Follow-up, though nobody paid any attention the first time: Oded Margalit's "Ponder This" question about the 1-dimensional gun was to be answered at the beginning of June, but he has extended it: http://domino.research.ibm.com/Comm/wwwr_ponder.nsf/Solutions/May2014.html "The answer for the general n bullet problem is zero if n is odd (n=2m+1) and \Pi_{i=1}^m ((2*i-1)/(2*i)) when n is even (n=2m). So for n=20, the answer is (1*3*5*7*9*11*13*15*17*19) / (2*4*6*8*10*12*14*16*18*20) = 46189/262144 = 0.1761970520. However, it is not easy to prove this, and several solvers sent us incorrect proofs." This is the probability that if you shoot n bullets, they will all mutually annihilate. I've seen several incorrect proofs of the correct closed form (including for exactly k of n bullets surviving), but no actual proofs. Anyone? --Michael On Tue, May 6, 2014 at 10:50 AM, Michael Kleber <michael.kleber@gmail.com> wrote:

Hey Funsters,

Oded Margalit's "Ponder This" puzzle this month is a bit about the "1-Dimensional Gun" model that David Wilson introduced here in June 2012. I told Oded about it when we were both speaking at the ITA workship in San Diego in February.

http://domino.research.ibm.com/Comm/wwwr_ponder.nsf/Challenges/May2014.html

The question Oded asked:

"Every second, a gun shoots a bullet in the same direction at a random constant speed between 0 and 1.

The speeds of the bullets are independent uniform random variables. Each bullet keeps the exact same speed and when two bullets collide, they are both annihilated.

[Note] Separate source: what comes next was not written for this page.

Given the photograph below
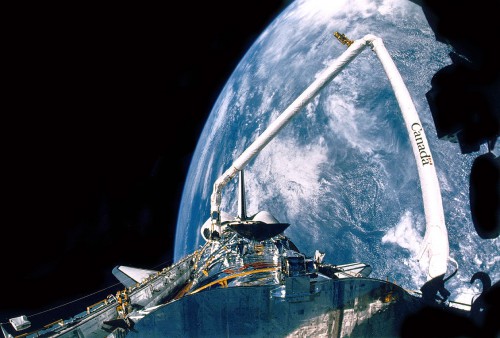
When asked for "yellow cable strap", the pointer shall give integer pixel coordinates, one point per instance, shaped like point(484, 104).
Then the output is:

After shooting 20 bullets, what is the probability that eventually all the bullets will be annihilated?"

Oded has a closed form for the probability of all bullets being annihilated when you shoot 2n of them, but not, I think, the probability of 2k>0 surviving.

--Michael

-- Forewarned is worth an octopus in the bush.

-- Forewarned is worth an octopus in the bush.